Dear EarthTalk: I thought Japan’s 2011 Fukushima nuclear plant meltdown would have sealed nuclear power’s fate, but I keep hearing otherwise. Can you enlighten? -- Jacob Allen, New York, NY
The 2011 Fukushima nuclear disaster did cause many nations to reconsider their nuclear committments, though many European countries—Switzerland, Belgium, Austria, Germany, Italy, Spain and Sweden—had already begun phasing out nuclear power decades earlier. After Fukushima, Germany, Belgium and Switzerland all moved to decommission their nuclear facilities altogether by 2022, 2025 and 2034 respectively.
Japan’s nuclear program, which provided 30 percent of the country’s electricity needs before the March 2011 disaster, is now essentially non-operational due to public safety concerns. Furthermore, Japan announced in November 2013 that, due to the shuttering of Fukushima and other nuclear facilities, it was backpedaling its on prior commitments to cut greenhouse gas emissions 25 percent from 1990 levels.

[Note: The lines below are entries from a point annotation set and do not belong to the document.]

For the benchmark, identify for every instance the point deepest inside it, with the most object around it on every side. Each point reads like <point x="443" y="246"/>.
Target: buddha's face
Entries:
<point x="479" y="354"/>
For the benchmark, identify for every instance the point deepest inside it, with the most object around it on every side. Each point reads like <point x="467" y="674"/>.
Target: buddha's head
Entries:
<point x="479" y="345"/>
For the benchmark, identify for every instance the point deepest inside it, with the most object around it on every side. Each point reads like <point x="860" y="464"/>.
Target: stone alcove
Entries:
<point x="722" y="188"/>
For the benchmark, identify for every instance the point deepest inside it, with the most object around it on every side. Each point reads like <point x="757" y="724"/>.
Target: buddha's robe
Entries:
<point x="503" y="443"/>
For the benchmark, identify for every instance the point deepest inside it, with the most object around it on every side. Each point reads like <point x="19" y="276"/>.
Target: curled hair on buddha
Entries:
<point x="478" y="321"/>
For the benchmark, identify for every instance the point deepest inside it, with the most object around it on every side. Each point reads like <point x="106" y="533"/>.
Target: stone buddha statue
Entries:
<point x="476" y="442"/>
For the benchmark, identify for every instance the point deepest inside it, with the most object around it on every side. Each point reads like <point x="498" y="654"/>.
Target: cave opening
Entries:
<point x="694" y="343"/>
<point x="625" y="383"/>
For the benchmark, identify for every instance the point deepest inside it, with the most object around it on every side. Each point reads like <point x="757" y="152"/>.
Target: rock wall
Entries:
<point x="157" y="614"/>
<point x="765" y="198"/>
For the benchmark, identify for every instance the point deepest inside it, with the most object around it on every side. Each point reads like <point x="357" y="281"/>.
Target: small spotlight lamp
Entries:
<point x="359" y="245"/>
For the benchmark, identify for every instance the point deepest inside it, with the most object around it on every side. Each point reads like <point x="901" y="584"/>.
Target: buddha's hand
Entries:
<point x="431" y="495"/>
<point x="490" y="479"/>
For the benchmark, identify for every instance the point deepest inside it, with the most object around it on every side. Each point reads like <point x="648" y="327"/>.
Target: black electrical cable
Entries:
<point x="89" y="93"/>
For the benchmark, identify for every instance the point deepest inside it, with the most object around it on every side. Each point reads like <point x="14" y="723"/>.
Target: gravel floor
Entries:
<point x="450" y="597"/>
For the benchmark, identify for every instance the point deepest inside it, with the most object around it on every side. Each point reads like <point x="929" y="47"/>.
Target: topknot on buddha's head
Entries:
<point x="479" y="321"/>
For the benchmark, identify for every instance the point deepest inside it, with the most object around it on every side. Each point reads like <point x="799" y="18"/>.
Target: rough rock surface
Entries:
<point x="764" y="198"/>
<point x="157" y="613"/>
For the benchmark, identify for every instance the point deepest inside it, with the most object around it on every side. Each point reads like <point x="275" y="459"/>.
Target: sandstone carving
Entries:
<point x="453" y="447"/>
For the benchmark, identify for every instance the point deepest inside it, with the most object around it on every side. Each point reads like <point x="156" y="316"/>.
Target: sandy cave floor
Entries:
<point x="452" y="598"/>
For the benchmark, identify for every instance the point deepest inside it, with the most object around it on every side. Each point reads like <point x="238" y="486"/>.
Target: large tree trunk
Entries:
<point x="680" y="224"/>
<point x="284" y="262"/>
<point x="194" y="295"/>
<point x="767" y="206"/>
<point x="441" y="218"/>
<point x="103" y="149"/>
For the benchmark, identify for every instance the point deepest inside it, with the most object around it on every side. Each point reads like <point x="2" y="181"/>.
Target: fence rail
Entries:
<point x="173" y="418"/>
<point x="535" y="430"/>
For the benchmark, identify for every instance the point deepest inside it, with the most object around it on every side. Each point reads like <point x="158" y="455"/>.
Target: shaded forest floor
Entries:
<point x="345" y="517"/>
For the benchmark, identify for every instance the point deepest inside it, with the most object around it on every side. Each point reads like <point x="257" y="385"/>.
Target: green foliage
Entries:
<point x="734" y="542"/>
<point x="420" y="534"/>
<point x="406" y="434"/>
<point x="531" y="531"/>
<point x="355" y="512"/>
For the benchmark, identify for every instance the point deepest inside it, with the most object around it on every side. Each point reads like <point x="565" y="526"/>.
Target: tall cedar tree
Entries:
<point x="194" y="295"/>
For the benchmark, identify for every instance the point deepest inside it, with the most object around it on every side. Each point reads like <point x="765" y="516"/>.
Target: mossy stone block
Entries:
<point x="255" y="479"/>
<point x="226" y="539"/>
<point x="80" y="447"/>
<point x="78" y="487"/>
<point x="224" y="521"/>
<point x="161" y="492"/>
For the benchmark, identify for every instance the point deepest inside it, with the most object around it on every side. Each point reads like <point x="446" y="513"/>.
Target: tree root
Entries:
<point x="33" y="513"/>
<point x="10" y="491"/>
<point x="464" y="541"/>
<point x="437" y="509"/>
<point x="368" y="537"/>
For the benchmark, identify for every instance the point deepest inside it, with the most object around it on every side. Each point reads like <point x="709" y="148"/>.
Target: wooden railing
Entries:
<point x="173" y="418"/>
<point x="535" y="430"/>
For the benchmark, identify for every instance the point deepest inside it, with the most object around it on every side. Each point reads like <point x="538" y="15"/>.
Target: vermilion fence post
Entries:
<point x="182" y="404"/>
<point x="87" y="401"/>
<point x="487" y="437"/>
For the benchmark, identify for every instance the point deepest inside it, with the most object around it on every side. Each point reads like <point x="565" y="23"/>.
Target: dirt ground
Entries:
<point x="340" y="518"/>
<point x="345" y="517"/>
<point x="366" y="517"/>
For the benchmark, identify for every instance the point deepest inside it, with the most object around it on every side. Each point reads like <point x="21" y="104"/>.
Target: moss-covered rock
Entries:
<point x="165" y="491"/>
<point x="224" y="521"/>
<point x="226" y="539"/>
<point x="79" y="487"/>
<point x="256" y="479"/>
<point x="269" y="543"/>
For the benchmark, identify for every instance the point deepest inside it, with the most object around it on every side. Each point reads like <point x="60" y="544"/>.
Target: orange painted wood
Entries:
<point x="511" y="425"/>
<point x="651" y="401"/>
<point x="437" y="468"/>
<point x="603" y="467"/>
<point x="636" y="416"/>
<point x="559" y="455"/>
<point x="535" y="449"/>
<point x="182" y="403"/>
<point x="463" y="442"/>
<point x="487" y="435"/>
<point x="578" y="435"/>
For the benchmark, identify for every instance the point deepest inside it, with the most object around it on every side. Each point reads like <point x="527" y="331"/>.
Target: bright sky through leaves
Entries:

Here in the U.S., Fukushima has not had any major effect on our nuclear industry. No nuclear plants have been closed, license extensions for existing facilities continue to proceed, and the federal Nuclear Regulatory Commission (NRC) has even greenlighted construction of two new reactors at a nuclear power plant in Georgia. But public concerns over the safety of nuclear power and what to do with spent fuel indicate that nukes will likely become a smaller and smaller slice of the U.S. energy pie moving forward.
Elsewhere, however, many countries are looking to nuclear power as a way to increase energy production without adding to greenhouse gas emissions. Casey Research reports that developing countries are increasingly relying on it to supplement coal and other fossil fuels. The International Energy Agency predicts global electricity demand will grow 70 percent by 2035, with the majority of the increase coming from developing countries—China and India combined will account for half of the projected growth.
“Serious pollution problems mean that those developing countries cannot produce all that electricity by burning coal,” says Amir Adnani, CEO of Uranium Energy Corporation, a uranium mining company. “The plans to develop nuclear power in China and other countries are very much driven by a set of realities that is very different and very acute. People are dying every year in China, literally choking to death, because of all the toxins that are being put into the environment by burning coal.”
China now has 17 nuclear plants in operation and another 29 underway. India has 20 plants running and seven more being built. And the Russian Federation operates 33 and has another 11 in the works. So while it might be premature to call it a “nuclear renaissance,” much of the world doesn’t seem too worried about what happened at Fukushima. Indeed, nuclear power looks like it could be around for a long time.
According to MIT’s Center for Energy and Environmental Policy Research, the real impact of Fukushima has been to remind us all to take safety much more seriously: “While the international nuclear industry appears so far to have dodged being hit square in the head by a bullet from Fukushima, it should not expect that it will get another chance if there is another serious nuclear accident anywhere in the world.”